As an IT/IS project manager, I am often involved in the selection of business software. The RFP is a key component of any large purchase, as it allows us to compare several systems against a set of common requirements, including business, technical, cost, and support.
But it doesn’t go far enough.
It’s easy to focus on marketing, finance, and the end user requirements. But what about infrastructure, manufacturing, or field technicians? How about quality control or customer service? We need to gather input from the teams down the length of the entire value chain.
I’ve been in situations where two systems look great: functionality, front end, and cost all are where we need them to be. Vendors, of course, talk a good game. Their RFP responses look similar. On the surface they’re both shiny new sportscars with all the latest gadgets.
But then the technical folks get in there and check under the hood. They find one still has an engine circa 1980! There’s no way this will work in your organization. You don’t have the resources to maintain the servers or update the desktop-based application. And it makes no sense to revert your users to 32-bit!
Good thing you included the tech folks before you signed the contract.
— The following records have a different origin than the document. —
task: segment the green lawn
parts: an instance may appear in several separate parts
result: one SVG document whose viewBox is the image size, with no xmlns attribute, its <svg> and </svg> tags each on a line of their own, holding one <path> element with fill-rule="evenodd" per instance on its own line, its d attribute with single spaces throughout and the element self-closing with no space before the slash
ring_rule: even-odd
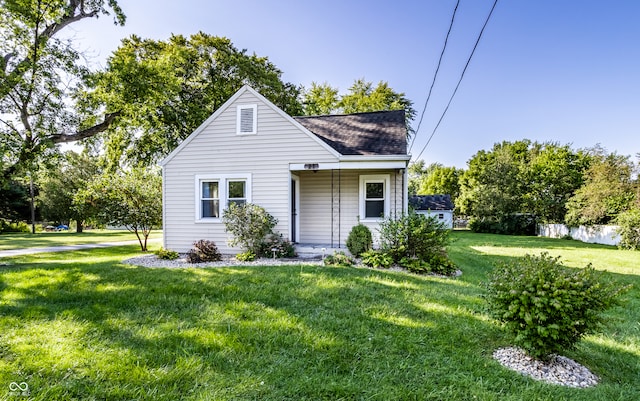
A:
<svg viewBox="0 0 640 401">
<path fill-rule="evenodd" d="M 640 252 L 454 233 L 457 279 L 319 266 L 149 269 L 136 246 L 0 261 L 0 399 L 640 399 Z M 591 389 L 501 367 L 509 337 L 487 317 L 497 260 L 548 250 L 634 284 L 605 334 L 567 356 Z"/>
<path fill-rule="evenodd" d="M 152 231 L 149 239 L 152 238 L 162 238 L 162 231 Z M 127 230 L 86 230 L 82 233 L 73 231 L 39 232 L 35 234 L 6 233 L 0 234 L 0 251 L 119 241 L 137 241 L 137 238 L 134 233 Z"/>
</svg>

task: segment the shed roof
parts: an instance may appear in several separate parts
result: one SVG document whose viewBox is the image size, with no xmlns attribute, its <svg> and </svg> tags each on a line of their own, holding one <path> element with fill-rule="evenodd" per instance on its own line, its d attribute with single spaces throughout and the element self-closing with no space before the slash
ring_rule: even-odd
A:
<svg viewBox="0 0 640 401">
<path fill-rule="evenodd" d="M 453 210 L 450 195 L 416 195 L 409 197 L 409 206 L 415 210 Z"/>
<path fill-rule="evenodd" d="M 342 155 L 406 155 L 404 110 L 293 117 Z"/>
</svg>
But not all projects involve software.
Years ago, our company was struggling because our manufacturing costs were consistently high. A review of our new product development process revealed that the problem wasn’t our product, and it wasn’t the skill of our manufacturing team. It was the NPD process itself.
R&D would design a product, test it in their small, flexible lab, and hand it over as a defined product. They weren’t aware of the constraints of large-scale manufacturing. No one asked them how long it would take to change over a line.
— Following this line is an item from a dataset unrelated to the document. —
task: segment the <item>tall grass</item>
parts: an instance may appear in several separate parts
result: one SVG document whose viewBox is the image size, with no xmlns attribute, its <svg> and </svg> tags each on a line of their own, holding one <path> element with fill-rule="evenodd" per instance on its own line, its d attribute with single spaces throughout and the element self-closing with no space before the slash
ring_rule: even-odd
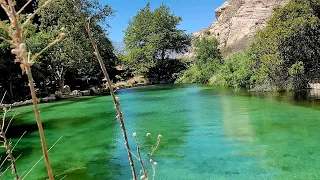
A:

Manufacturing was not involved in the process until the very end. They had no input! The result was a product that worked as designed but could have been made at half the cost if only someone had checked with them first.
In the software example, it is wise to plan for a technical deep dive with the vendor finalists. We don’t want to bring them in too early, before we’ve finished analysis on other areas. But adding this tech review as a normal part of our software selection process can eliminate years of headaches for end users, IT, and you!
For product development, we want to make sure all areas of the value chain are involved in the NPD process. That doesn’t mean Support has equal say in the design as R&D, of course, but reviewing early and keeping them in the loop can keep you from launching a product that’s unsupportable.
All projects rely on communication through the whole value chain, at each phase of a project. Pull in the experts when it makes sense and plan to make adjustments. Reach out to teams you don’t traditionally include. And be prepared for a better outcome!